The Georgia Supreme Court has reinstated the state’s ban on abortion after six weeks of pregnancy, just one week after the law was overturned by a Fulton County judge.
In response to an emergency petition by the state, the high court issued a one-page order Wednesday that puts last week’s lower court ruling on pause while it considers an appeal.
In his Nov. 15 decision, Fulton County Superior Court Judge Robert McBurney determined that the so-called “heartbeat law” was unconstitutional when enacted in 2019 because the prevailing law of Roe v. Wade prohibited abortion bans pre-viability. After his ruling, abortion access in Georgia reverted to the pre-ban level of up to 22 weeks of pregnancy.
After Roe v. Wade was overturned in June, states were free to enact laws that banned abortion before fetal viability. In states such as Georgia, abortion bans were enacted at six weeks, which is the earliest that fetal cardiac electrical activity — distinct from the heartbeat of a fully-formed organ — can be detected.
Though Wednesday’s order is not the final word on the state’s abortion law, issuing the order put the six-week ban back into immediate effect. The court denied a request by abortion providers to give 24 hours’ notice before reinstating the ban.

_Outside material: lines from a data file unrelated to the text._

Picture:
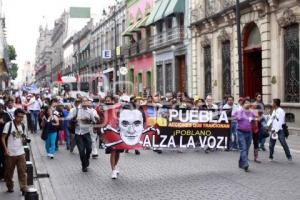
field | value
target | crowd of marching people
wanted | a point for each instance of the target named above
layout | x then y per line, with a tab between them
72	122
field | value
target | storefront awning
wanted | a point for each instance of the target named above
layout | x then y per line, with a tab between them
161	10
153	13
135	26
141	24
127	32
175	6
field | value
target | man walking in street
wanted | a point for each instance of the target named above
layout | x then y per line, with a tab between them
12	141
277	120
34	106
232	108
244	118
85	118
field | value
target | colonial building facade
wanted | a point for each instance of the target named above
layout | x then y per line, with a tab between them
107	50
4	60
43	57
270	50
167	20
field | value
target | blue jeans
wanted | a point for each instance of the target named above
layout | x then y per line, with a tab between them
84	145
233	136
245	139
34	114
50	143
283	143
67	136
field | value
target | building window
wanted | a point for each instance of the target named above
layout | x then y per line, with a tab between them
168	77
291	63
207	70
149	80
159	79
226	69
131	79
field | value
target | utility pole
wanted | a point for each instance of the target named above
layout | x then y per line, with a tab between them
115	49
239	40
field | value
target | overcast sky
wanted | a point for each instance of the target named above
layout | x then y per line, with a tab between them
23	18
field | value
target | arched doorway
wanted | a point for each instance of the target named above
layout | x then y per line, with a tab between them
252	61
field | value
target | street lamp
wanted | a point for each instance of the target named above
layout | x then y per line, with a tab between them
239	40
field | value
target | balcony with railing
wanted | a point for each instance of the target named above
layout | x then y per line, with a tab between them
167	38
211	8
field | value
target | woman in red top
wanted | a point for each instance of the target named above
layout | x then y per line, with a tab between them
18	103
255	131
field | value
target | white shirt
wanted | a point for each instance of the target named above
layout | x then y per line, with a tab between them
212	106
277	119
14	142
96	116
82	128
23	99
11	111
35	104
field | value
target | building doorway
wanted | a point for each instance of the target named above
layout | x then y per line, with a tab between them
252	61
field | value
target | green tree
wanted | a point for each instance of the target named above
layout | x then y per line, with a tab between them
13	71
12	55
11	52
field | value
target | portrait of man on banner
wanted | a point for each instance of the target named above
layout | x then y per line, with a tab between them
129	130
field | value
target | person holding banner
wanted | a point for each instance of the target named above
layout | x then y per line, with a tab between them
245	119
109	114
277	122
85	118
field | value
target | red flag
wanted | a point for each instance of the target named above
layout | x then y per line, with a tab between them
77	78
59	77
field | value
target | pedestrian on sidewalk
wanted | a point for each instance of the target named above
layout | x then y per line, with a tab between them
94	135
244	118
277	121
72	123
4	118
34	106
85	118
231	109
255	131
12	140
50	126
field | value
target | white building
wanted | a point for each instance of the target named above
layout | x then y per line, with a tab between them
270	48
4	61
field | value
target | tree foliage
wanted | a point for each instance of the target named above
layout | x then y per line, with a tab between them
12	55
11	52
13	71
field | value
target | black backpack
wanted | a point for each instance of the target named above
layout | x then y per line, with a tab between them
9	130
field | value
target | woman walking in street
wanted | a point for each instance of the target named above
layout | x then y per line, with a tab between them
244	118
51	124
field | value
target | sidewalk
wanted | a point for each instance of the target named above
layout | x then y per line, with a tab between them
16	195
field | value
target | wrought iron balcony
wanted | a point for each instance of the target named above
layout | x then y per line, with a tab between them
211	8
143	45
167	38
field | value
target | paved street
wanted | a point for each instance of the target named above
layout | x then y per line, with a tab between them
172	175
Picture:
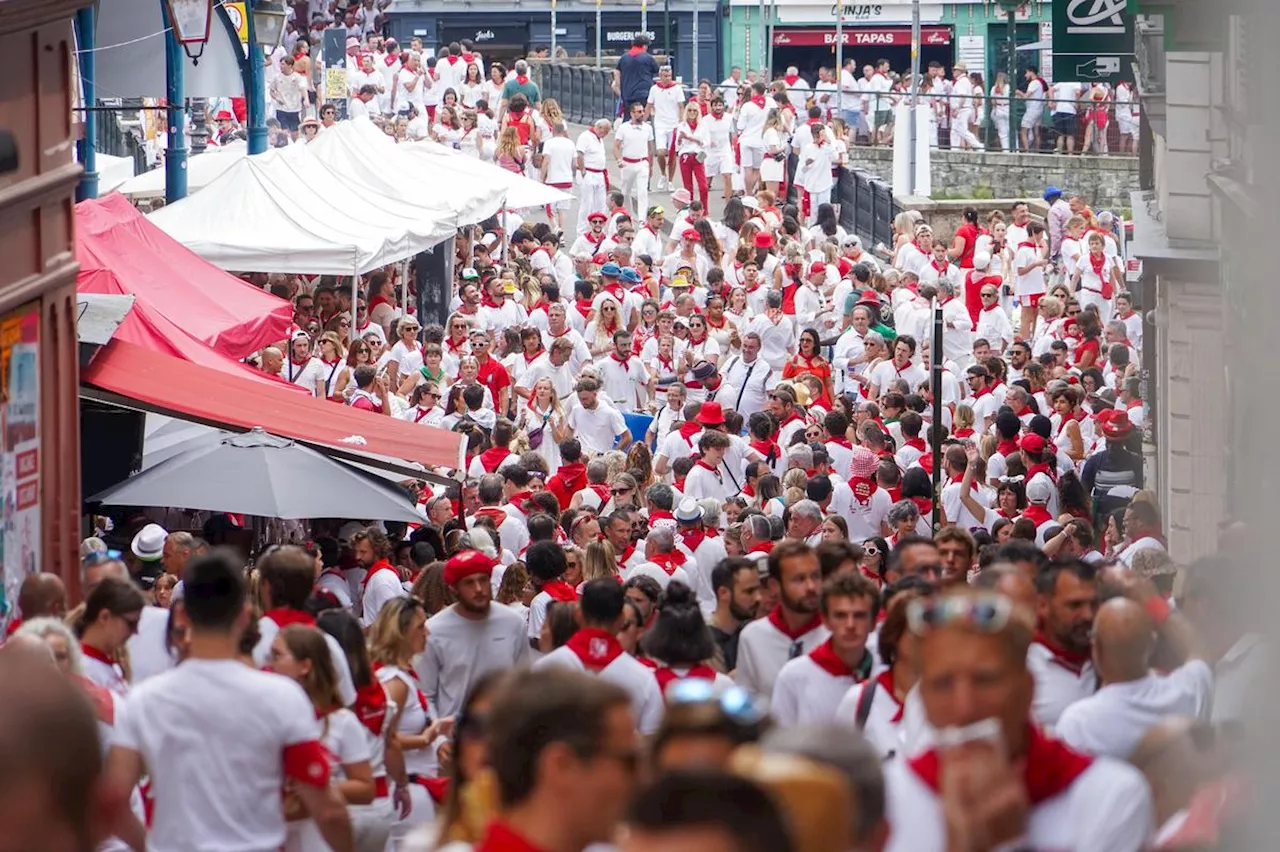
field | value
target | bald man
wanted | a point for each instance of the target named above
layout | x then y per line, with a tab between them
1133	699
40	595
51	787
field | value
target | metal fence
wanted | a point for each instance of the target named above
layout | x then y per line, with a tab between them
867	207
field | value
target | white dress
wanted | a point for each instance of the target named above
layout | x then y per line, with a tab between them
772	169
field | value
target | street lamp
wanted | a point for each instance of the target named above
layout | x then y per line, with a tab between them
269	22
1010	9
190	22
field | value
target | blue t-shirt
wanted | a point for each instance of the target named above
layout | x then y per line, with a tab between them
636	73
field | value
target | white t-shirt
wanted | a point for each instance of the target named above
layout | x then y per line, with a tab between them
214	736
1114	720
598	427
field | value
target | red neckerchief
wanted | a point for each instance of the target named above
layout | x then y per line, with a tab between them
1051	766
668	562
370	706
824	658
382	564
595	647
781	624
493	457
863	488
287	617
96	654
561	591
885	679
693	539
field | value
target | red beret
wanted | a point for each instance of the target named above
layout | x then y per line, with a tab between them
465	563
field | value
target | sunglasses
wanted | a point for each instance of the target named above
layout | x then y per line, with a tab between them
986	613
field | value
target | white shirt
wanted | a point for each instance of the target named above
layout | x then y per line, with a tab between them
598	427
807	694
1114	719
213	734
1109	806
1057	685
625	672
763	650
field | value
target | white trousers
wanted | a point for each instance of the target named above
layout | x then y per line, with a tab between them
635	187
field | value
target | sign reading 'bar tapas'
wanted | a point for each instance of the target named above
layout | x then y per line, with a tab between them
862	36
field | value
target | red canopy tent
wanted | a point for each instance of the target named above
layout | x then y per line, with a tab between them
176	386
183	305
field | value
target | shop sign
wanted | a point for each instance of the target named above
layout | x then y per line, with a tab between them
858	13
19	449
860	37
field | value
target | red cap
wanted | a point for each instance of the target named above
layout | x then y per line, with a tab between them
1032	443
466	563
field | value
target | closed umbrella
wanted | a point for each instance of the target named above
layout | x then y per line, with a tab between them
263	475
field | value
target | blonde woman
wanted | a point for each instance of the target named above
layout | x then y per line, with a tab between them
543	420
599	562
332	360
511	155
397	635
773	169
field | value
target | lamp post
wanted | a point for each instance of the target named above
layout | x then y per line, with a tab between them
265	24
186	31
1010	9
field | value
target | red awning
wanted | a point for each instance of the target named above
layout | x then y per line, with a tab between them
860	37
179	298
225	399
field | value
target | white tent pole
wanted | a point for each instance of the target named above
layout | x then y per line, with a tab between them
355	297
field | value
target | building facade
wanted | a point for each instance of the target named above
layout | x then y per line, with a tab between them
803	33
39	367
508	30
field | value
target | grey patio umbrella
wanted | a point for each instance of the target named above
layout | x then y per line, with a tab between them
263	475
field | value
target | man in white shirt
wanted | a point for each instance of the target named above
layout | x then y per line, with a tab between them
594	649
792	628
471	637
229	720
809	687
382	581
592	168
1066	800
597	425
634	150
1115	719
1059	658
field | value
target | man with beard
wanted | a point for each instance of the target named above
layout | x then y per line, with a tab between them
792	628
1059	658
736	582
471	637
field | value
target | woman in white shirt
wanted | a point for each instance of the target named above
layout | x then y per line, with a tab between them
691	140
544	416
472	88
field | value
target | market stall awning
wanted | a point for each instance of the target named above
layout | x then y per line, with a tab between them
182	389
179	297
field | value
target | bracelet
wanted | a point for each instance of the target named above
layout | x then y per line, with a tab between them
1159	609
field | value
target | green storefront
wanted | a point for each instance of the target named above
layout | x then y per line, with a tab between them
803	33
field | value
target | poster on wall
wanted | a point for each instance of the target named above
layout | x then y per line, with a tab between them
19	456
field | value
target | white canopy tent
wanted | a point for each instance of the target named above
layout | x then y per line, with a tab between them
278	214
202	169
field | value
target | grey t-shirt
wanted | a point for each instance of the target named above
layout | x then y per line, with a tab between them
460	650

Abortion rights groups have criticized Georgia’s law as extreme, noting that it bans abortion before people often know they’re pregnant. Victims seeking abortion due to rape or incest are required to file a police report on the assault to receive the exemption.
A spokesperson for Attorney General Chris Carr (R) said Wednesday that the office welcomed the news.
“We are pleased with the Court’s action today. However, we are unable to provide further comment due to the pending appeal,” Kara Richardson, a spokesperson for Carr’s office, said in an email.
The abortion clinics and reproductive rights groups who are among the plaintiffs criticized the decision, saying it once again upended the lives of Georgians seeking access to abortion.
“It is outrageous that this extreme law is back in effect, just days after being rightfully blocked,” Alice Wang, staff attorney at the Center for Reproductive Rights, said in a statement. “This legal ping pong is causing chaos for medical providers trying to do their jobs and for patients who are now left frantically searching for the abortion services they need.”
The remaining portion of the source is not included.